Verify license compliance for ORC and Parquet data

If you are upgrading from a version before 9.1.0 and:.

If you are upgrading from a version before 9.1.0 and:

  • Your database has external tables based on ORC or Parquet files (whether stored locally on the Vertica cluster or on a Hadoop cluster)

  • Your Vertica license has a raw data allowance

follow the steps in this topic before upgrading.

Background

Vertica licenses can include a raw data allowance. Since 2016, Vertica licenses have allowed you to use ORC and Parquet data in external tables. This data has always counted against any raw data allowance in your license. Previously, the audit of data in ORC and Parquet format was handled manually.
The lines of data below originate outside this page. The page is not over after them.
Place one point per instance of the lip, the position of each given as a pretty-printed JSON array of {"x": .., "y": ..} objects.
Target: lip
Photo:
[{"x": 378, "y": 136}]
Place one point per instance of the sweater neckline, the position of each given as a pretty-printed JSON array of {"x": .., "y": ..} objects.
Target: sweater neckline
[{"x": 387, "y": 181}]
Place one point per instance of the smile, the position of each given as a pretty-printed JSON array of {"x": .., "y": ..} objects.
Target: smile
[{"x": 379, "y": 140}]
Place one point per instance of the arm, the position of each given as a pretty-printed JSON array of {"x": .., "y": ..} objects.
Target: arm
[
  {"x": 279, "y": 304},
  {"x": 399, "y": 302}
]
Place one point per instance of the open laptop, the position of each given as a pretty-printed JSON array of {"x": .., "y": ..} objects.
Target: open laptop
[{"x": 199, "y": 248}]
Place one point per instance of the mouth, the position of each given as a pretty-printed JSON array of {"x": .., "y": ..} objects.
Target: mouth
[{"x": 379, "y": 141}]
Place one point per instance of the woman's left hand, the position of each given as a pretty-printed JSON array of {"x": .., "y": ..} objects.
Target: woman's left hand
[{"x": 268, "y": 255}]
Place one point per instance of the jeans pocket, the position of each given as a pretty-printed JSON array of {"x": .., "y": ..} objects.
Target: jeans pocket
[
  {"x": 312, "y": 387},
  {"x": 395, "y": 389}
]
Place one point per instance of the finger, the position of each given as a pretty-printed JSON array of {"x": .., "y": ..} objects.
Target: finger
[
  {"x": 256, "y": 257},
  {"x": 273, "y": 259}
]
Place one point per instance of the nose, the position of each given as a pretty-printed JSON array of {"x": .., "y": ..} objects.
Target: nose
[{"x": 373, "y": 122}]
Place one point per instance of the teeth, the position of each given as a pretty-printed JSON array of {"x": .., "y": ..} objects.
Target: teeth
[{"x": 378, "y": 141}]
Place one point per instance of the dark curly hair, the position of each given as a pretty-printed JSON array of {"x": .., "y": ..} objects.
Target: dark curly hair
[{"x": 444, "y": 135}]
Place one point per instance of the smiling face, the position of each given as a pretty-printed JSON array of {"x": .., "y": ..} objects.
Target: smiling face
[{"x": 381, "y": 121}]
Because this audit was not automated, the total amount of data in your native tables and external tables could exceed your licensed allowance for some time before being spotted.
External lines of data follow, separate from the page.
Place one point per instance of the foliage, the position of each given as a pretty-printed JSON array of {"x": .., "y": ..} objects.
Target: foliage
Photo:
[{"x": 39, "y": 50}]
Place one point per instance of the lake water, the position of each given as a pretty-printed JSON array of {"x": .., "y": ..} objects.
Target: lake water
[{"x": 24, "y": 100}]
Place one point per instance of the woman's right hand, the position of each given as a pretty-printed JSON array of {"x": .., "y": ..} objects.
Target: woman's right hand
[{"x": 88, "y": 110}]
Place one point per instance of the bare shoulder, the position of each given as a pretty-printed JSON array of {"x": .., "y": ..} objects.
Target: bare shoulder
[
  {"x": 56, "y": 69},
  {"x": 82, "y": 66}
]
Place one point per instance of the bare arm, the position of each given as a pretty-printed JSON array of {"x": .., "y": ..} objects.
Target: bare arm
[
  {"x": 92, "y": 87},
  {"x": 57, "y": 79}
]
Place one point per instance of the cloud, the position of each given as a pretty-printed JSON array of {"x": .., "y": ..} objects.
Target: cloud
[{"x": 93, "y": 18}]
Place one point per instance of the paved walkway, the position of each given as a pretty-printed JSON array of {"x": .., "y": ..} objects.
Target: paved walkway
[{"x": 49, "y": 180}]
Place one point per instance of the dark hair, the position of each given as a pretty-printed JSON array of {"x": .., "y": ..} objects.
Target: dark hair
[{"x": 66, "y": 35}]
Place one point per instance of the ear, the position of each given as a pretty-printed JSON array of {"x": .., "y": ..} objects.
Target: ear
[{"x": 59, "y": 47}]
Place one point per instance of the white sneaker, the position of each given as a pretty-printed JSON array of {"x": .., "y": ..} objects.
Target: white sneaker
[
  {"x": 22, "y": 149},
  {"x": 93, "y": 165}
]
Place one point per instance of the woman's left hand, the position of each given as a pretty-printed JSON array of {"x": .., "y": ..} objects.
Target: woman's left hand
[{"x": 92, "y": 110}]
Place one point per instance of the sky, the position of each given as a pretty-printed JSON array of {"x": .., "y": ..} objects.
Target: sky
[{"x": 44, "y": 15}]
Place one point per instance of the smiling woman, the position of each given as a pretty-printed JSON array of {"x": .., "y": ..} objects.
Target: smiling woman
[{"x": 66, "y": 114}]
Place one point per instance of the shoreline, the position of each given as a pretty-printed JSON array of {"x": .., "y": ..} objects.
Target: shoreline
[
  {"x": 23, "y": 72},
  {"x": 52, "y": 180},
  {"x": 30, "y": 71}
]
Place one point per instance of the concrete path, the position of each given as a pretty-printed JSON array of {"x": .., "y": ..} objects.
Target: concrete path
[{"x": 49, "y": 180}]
Starting in version 9.1.0, Vertica automatically audits ORC and Parquet data in external tables. This auditing begins soon after you install or upgrade to version 9.1.0. If your Vertica license includes a raw data allowance and you have data in external tables based on Parquet or ORC files, review your license compliance before upgrading to Vertica 9.1.x. Verifying your database is compliant with your license terms avoids having your database become non-compliant soon after you upgrade.

Verifying your ORC and Parquet usage complies with your license terms

To verify your data usage is compliant with your license, run the following query as the database administrator:

SELECT (database_size_bytes + file_size_bytes) <= license_size_bytes
       "license_compliant?"
       FROM (SELECT database_size_bytes,
                    license_size_bytes FROM license_audits
                    WHERE audited_data='Total'
                    ORDER BY audit_end_timestamp DESC LIMIT 1) dbs,
            (SELECT sum(total_file_size_bytes) file_size_bytes
                    FROM external_table_details
                    WHERE source_format IN ('ORC', 'PARQUET')) ets;

This query returns one of three values:

  • If you do not have any external data in ORC or Parquet format, the query returns 0 rows:

     license_compliant?
    --------------------
    (0 rows)
    

    In this case, you can proceed with your upgrade.
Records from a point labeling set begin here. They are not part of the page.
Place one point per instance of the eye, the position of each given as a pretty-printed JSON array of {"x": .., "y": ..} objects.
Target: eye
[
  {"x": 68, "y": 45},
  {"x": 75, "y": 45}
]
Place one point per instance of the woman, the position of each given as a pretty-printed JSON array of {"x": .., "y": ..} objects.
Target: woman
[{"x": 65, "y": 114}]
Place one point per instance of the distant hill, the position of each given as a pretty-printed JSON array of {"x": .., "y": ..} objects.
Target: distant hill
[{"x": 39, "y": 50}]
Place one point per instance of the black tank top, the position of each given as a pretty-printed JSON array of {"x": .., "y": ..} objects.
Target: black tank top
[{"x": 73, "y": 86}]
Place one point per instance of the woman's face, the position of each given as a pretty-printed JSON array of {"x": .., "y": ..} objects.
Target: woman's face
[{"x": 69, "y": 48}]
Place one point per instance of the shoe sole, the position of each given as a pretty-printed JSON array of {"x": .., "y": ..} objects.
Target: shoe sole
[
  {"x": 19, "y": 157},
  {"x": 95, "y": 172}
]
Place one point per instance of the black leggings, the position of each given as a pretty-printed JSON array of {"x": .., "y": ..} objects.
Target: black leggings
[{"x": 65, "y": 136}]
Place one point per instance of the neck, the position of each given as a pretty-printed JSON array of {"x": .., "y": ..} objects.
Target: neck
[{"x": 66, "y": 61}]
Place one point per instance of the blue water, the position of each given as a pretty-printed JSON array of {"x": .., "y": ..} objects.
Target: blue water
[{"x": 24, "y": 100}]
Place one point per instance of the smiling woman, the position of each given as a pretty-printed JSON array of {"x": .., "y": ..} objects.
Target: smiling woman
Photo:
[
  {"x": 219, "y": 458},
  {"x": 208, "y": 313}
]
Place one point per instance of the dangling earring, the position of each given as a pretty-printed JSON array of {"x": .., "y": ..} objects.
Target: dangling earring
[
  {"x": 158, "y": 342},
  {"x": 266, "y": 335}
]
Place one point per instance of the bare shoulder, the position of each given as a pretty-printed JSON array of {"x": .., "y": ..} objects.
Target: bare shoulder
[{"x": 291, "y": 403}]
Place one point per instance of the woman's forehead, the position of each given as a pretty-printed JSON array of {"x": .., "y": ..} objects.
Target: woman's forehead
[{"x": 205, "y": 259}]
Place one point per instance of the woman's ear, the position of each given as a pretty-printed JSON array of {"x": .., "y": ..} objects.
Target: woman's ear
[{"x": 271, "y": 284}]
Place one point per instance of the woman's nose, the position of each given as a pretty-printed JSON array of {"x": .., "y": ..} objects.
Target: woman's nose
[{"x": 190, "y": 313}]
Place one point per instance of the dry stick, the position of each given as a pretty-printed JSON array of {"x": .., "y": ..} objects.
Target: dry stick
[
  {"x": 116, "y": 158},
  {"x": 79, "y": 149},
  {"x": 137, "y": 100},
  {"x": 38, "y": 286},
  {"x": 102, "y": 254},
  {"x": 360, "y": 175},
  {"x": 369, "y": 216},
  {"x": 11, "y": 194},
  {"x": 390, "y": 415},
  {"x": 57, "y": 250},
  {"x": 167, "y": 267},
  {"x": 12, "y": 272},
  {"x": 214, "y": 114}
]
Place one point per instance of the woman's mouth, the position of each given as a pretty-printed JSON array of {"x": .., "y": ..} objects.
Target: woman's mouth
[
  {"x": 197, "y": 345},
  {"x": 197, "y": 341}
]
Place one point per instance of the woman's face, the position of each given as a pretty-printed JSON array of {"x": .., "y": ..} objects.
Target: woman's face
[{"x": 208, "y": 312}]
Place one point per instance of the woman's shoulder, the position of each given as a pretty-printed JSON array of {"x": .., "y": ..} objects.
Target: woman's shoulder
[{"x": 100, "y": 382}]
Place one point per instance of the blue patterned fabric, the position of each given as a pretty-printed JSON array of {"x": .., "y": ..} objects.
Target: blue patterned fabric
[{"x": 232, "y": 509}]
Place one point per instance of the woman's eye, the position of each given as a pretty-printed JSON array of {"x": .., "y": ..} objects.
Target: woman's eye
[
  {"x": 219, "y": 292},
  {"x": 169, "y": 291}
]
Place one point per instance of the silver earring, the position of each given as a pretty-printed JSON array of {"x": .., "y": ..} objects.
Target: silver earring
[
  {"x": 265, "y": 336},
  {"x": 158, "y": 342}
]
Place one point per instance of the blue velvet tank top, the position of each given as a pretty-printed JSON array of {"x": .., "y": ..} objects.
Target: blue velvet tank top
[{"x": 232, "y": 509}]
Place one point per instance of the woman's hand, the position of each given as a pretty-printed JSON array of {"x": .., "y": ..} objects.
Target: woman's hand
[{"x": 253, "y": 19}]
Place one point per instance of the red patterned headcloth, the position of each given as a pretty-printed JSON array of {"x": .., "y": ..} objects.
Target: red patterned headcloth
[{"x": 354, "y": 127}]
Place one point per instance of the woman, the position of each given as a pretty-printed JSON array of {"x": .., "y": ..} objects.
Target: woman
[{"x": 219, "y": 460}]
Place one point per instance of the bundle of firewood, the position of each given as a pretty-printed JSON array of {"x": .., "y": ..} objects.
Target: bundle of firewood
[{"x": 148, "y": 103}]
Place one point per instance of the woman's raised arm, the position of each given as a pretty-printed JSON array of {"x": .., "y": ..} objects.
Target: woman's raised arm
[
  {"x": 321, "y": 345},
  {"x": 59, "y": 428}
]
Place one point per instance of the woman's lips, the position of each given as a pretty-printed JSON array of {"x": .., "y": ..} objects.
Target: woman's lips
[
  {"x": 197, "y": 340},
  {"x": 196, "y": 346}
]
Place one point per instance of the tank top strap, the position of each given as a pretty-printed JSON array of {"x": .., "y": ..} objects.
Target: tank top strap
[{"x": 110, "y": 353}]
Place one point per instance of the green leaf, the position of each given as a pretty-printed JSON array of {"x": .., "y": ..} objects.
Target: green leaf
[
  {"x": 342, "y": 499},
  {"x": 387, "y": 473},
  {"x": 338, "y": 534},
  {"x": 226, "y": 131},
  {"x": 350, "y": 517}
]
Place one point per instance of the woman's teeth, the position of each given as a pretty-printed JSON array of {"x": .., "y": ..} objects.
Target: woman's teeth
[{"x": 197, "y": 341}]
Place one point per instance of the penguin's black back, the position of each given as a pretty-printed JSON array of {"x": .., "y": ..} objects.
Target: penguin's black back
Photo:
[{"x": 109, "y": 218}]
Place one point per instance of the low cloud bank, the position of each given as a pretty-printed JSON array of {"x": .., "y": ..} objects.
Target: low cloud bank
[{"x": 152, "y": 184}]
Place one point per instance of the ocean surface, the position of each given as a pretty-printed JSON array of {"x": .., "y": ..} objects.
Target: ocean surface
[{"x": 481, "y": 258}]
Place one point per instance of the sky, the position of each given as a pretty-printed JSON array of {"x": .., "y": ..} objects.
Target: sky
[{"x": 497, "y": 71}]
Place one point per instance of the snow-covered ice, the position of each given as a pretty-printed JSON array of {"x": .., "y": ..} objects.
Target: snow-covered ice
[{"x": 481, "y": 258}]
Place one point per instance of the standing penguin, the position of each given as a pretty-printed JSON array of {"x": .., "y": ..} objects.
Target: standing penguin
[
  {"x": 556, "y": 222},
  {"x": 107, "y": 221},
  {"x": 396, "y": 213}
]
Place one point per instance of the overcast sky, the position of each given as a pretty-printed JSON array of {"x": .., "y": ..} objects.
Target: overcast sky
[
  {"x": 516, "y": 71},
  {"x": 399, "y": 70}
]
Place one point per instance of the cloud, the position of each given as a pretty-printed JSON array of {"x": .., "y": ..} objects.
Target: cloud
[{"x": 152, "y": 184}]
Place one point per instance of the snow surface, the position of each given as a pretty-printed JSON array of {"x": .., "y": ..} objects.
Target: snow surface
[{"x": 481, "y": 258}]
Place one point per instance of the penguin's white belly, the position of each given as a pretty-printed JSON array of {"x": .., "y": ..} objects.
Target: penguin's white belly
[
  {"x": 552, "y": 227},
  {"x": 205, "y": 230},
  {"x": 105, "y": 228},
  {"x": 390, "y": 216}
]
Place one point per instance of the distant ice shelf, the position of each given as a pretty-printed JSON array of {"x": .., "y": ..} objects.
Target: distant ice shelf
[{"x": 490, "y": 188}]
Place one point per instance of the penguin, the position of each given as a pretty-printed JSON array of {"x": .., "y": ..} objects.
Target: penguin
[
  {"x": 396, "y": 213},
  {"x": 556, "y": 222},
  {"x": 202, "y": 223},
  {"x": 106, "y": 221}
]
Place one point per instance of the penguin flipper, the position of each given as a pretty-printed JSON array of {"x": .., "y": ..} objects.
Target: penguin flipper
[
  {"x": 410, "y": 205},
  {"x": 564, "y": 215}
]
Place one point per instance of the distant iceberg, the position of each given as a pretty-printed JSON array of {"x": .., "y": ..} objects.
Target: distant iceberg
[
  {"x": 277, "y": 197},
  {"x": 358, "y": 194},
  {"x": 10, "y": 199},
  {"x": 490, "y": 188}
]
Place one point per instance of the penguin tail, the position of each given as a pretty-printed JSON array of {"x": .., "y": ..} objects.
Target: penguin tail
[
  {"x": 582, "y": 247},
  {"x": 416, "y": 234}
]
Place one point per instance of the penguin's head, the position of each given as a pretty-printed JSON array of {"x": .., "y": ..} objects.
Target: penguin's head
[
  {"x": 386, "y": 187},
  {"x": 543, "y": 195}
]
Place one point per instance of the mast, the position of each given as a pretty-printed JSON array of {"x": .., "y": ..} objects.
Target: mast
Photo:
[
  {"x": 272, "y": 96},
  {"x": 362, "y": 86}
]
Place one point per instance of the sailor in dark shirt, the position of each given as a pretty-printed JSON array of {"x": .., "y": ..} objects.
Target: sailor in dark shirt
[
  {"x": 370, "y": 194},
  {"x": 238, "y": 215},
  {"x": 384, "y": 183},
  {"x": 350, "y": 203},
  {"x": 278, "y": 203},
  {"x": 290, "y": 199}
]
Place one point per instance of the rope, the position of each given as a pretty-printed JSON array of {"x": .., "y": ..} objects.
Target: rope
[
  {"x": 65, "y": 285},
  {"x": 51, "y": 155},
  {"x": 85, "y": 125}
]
  • If you have data in external tables based on ORC or Parquet format, and that data does not cause your database to exceed your raw data allowance, the query returns t:

     license_compliant?
    --------------------
     t
    (1 row)
    

    In this case, you can proceed with your upgrade.

  • If the data in your external tables based on ORC and Parquet causes your database to exceed your raw data allowance, the query returns f:

     license_compliant?
    --------------------
     f
    (1 row)
    

    In this case, resolve the compliance issue before you upgrade. See below for more information.

Resolving non-compliance

If query in the previous section indicates that your database is not in compliance with your license, you should resolve this issue before upgrading. There are two ways you can bring your database into compliance:

  • Contact Vertica to upgrade your license to a larger data size allowance. See Obtaining a license key file.

  • Delete data (either from ORC and Parquet-based external tables or Vertica native tables) to bring your data size into compliance with your license. You should always backup any data you are about to delete from Vertica. Dropping external tables is a less disruptive way to reduce the size of your database, as the data is not lost—it is still in the files that your external table is based on.